Die schönsten Hörspiele, die ich kenne (9): „Fleisch ist mein Gemüse“

„Fleisch ist mein Gemüse“ nach dem Roman von Heinz Strunk, Bearbeitung und Regie: Annette Berger – WDR/NDR 2005 – ca. 49‘ – Besetzung und weitere Infos unter https://www.deutschlandfunkkultur.de/studiozeit-hoerspiel-fleisch-ist-mein-gemuese.3692.de.html?dram:article_id=45533

Harburg ist der langweiligste Ort der Welt (…). Weltberühmt geworden ist Harburg durch die Terror-Anschläge des 11. September,  aber selbst diesen Ruhm musste es abtreten, denn bald hieß es vereinfachend nur noch: „Die Terroristen haben ihre Anschläge von Hamburg aus geplant.“

Obwohl schon Ende 20, lebt Heinz immer noch bei seiner derangierten Mutter in Hamburg-Harburg.
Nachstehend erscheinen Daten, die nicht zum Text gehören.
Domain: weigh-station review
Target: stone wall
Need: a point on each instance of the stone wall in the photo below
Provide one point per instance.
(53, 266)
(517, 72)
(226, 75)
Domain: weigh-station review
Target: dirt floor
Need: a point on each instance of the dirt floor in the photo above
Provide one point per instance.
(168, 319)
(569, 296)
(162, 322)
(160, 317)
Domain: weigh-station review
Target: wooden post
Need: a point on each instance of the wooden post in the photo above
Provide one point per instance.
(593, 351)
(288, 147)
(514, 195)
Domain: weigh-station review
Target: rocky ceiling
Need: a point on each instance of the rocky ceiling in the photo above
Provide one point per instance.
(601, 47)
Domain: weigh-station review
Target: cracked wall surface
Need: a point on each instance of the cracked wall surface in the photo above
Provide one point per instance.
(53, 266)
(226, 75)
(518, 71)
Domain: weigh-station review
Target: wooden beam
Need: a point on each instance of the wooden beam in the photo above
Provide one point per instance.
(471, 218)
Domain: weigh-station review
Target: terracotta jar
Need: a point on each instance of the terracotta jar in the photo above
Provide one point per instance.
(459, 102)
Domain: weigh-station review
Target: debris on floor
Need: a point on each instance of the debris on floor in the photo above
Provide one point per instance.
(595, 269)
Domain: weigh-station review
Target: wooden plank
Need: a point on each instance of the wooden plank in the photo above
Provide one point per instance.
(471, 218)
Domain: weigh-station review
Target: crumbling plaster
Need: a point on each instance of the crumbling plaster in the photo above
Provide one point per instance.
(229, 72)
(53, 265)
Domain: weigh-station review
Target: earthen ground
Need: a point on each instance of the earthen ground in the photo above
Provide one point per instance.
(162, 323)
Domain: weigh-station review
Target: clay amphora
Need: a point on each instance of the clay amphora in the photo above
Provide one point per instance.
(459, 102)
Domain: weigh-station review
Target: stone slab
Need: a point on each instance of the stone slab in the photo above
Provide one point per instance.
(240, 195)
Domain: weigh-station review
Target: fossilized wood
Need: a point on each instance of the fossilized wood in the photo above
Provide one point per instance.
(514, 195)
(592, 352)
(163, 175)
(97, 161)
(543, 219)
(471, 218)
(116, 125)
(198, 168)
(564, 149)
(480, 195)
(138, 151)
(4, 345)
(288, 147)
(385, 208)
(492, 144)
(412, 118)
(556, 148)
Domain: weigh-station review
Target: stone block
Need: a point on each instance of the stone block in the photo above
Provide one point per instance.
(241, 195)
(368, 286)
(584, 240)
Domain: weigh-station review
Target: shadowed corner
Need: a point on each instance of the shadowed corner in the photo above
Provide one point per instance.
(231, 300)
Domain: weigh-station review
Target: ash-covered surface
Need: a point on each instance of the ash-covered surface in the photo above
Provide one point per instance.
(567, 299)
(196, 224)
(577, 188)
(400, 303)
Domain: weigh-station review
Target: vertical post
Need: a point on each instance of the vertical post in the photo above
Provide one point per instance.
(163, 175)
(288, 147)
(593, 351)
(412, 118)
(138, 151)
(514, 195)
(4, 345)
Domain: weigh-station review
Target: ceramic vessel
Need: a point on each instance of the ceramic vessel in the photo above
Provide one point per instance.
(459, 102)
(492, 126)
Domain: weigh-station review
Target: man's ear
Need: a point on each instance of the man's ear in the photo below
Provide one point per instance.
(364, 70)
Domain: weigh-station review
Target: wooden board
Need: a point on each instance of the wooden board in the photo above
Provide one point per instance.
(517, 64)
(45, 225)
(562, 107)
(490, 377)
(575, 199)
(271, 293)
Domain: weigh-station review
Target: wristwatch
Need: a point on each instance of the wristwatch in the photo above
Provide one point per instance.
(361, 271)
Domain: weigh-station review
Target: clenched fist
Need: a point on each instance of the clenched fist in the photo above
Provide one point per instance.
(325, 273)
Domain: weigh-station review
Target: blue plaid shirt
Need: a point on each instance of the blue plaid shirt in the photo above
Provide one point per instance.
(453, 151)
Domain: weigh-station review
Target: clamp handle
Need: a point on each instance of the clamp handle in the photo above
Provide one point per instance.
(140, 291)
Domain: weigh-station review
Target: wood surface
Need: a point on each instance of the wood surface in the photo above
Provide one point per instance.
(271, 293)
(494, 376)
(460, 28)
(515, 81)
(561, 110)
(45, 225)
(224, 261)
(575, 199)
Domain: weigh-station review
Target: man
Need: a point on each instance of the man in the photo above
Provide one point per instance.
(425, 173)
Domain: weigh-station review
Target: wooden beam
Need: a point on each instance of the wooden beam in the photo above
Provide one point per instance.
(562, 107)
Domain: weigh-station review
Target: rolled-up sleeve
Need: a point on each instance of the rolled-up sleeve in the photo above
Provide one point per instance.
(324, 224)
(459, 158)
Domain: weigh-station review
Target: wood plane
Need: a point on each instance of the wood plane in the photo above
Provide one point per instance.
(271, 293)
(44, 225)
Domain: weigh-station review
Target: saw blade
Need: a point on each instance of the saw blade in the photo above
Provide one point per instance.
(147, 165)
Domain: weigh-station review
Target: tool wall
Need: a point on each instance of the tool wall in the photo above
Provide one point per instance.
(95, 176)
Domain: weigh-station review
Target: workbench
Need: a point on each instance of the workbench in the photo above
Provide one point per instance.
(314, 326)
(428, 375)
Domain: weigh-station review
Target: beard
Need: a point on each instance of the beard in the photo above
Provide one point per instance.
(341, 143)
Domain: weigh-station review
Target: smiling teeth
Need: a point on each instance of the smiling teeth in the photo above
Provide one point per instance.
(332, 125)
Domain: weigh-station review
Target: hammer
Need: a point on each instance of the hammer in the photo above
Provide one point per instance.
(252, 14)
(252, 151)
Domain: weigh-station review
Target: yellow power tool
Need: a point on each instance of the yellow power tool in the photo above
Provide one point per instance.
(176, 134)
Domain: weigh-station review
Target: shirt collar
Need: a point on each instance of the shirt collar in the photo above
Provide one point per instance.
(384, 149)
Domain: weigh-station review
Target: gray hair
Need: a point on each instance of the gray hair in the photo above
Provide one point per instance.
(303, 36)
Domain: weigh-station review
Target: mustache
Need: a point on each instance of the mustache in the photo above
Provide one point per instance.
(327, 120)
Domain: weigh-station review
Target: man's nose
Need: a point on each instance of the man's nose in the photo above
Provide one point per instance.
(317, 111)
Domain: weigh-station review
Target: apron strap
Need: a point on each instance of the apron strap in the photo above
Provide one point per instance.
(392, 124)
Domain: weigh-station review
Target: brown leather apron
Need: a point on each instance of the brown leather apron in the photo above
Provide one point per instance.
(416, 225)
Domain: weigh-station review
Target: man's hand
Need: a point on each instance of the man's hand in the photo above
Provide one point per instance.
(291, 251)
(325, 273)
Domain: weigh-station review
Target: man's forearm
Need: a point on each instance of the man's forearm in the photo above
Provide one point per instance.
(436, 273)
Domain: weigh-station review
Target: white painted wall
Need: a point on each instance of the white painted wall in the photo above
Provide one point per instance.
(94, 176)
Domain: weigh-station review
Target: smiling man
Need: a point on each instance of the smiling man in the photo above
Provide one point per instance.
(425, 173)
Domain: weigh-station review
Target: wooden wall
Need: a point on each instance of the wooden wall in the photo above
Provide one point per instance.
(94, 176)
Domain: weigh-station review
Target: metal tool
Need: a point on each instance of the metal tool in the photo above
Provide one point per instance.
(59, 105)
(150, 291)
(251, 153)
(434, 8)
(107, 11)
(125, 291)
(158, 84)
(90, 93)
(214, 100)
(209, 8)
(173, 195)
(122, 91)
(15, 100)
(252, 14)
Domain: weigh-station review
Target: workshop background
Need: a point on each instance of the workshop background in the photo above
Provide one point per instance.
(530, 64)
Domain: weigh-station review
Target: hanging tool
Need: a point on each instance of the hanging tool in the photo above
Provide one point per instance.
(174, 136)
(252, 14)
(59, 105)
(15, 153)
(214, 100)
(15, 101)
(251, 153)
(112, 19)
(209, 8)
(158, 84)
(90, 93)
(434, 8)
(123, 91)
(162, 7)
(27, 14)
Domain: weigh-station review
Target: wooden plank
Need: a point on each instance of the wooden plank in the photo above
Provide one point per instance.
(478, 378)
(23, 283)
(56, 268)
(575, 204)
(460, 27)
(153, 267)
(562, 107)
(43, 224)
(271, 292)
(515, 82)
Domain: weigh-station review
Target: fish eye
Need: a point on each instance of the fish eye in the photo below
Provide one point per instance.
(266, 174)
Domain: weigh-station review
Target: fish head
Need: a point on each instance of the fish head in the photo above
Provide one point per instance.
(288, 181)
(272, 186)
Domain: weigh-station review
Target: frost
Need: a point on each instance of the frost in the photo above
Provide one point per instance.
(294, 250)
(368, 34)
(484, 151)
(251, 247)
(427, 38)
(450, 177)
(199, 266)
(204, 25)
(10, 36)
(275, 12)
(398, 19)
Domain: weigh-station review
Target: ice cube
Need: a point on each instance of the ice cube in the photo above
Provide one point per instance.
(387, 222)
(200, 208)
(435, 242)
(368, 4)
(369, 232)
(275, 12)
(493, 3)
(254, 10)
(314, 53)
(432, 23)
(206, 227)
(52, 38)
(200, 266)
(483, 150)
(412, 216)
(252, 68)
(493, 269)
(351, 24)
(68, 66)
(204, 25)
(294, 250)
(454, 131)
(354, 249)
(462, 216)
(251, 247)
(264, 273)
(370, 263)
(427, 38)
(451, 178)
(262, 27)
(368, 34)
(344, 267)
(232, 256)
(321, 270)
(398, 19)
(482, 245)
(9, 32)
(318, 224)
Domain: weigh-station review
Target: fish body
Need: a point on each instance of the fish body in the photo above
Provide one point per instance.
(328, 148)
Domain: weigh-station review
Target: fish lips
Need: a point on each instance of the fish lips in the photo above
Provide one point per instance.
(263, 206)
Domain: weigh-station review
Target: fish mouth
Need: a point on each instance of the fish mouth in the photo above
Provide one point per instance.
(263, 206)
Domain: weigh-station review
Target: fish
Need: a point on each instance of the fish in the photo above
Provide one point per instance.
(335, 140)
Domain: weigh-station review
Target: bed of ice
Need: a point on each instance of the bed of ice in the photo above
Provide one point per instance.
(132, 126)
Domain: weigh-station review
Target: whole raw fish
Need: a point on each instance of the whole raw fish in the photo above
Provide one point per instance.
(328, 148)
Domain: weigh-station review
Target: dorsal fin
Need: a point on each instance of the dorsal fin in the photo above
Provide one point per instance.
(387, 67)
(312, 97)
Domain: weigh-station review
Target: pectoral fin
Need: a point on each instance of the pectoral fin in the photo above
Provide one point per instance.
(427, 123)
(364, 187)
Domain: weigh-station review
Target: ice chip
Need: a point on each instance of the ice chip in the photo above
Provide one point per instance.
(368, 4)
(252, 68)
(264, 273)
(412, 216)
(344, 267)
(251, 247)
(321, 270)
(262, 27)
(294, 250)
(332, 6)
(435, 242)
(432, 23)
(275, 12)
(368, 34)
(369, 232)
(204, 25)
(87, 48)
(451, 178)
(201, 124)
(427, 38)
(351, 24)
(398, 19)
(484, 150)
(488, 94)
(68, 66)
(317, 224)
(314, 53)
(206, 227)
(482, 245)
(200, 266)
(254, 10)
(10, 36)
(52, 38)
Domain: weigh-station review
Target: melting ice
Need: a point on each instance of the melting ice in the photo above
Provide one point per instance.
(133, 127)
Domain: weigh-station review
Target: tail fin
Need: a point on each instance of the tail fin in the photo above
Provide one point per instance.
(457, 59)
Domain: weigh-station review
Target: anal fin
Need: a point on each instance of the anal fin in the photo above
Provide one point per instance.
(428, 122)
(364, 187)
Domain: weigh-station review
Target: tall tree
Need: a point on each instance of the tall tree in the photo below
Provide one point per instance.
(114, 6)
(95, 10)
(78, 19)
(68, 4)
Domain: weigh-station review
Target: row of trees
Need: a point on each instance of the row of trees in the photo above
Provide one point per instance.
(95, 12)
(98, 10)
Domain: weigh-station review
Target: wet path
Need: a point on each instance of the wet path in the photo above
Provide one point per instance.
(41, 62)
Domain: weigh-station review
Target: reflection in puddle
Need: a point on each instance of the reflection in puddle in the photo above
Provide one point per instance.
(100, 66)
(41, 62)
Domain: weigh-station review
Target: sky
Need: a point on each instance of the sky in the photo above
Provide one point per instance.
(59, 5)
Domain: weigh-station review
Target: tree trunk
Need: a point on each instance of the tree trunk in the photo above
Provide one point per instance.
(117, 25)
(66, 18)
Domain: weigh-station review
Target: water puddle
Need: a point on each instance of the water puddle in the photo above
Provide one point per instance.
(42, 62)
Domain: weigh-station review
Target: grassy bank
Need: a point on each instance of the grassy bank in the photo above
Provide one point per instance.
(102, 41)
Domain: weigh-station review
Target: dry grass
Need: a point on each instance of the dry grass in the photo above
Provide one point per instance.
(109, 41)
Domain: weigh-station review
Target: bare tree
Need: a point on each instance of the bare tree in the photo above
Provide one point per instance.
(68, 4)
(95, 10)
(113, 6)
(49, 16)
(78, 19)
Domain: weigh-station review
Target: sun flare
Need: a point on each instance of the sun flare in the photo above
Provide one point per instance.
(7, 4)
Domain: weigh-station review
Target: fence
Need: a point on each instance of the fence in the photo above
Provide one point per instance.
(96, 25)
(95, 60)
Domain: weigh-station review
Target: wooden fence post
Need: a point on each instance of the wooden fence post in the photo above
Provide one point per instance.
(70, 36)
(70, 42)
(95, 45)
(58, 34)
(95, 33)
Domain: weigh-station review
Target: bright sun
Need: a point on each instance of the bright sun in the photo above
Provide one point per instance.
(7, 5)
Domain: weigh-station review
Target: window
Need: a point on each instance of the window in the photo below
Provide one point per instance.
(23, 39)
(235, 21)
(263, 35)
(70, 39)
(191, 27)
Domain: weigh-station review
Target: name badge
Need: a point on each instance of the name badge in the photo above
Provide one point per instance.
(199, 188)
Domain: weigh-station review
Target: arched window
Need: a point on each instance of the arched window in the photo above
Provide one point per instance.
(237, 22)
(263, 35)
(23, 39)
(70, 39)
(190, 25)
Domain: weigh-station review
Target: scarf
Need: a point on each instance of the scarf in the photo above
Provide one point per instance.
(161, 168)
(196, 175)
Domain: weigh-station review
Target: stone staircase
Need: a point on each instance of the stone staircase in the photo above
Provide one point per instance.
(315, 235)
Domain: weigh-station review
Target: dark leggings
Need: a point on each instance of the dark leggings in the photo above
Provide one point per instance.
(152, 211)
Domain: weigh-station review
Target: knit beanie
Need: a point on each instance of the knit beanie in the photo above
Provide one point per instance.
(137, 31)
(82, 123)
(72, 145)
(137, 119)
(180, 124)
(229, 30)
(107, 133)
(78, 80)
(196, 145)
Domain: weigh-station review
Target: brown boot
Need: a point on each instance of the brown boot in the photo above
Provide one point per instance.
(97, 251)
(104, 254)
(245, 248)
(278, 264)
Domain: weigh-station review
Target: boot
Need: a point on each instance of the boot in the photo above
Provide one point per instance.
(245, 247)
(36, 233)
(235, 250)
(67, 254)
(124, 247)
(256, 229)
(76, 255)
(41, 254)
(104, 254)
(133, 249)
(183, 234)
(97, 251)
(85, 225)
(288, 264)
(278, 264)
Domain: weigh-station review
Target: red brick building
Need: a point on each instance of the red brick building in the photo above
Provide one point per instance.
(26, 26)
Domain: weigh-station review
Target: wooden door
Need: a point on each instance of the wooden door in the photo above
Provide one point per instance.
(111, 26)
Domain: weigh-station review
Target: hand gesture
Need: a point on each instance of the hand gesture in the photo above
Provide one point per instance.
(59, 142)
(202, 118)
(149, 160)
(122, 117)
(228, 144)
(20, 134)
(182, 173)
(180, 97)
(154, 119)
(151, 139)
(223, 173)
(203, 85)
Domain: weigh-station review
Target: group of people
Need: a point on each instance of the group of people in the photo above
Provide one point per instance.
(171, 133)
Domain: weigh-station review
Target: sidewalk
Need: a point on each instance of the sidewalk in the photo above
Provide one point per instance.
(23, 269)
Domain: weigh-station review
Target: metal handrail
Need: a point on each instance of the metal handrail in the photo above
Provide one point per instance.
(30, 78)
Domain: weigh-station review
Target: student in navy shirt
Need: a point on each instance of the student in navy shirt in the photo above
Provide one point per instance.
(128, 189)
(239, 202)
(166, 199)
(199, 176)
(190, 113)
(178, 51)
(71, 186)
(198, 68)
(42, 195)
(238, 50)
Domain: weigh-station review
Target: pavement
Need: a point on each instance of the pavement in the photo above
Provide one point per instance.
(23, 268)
Seine galoppierende Akne hält ihn von den Mädchen fern und lässt ihn Querflöte- und Saxophon üben. Da er bei der Bundeswehr nicht landen konnte und auch sonst nichts mit sich anzufangen weiß, kommt ihm die zufällige Aufnahme in eine Tanzkapelle sehr gelegen. Aber das ist nicht etwa eine Band, die coole Mucke spielt und Groupies generiert. Zwölf Jahre lang wird Heinz mit „Tiffanys“ zu Schützenfesten, Feuerwehrbällen, Familien- und Vereinsfesten des bukolischen Umlands von Hamburg und Lüneburg tingeln, wird es mit Bürgermeistern, Schwiegervätern, faschistoiden Witzeerzählern und vielen, vielen volltrunkenen Zuhörern zu tun bekommen. Das immer gleichbleibende miefige Schlagerrepertoire verstärkt sein Gefühl, in einer Zeitschleife festzusitzen, in einem Murmeltiertag, an dessen Abend keine Andie MacDowell wartet …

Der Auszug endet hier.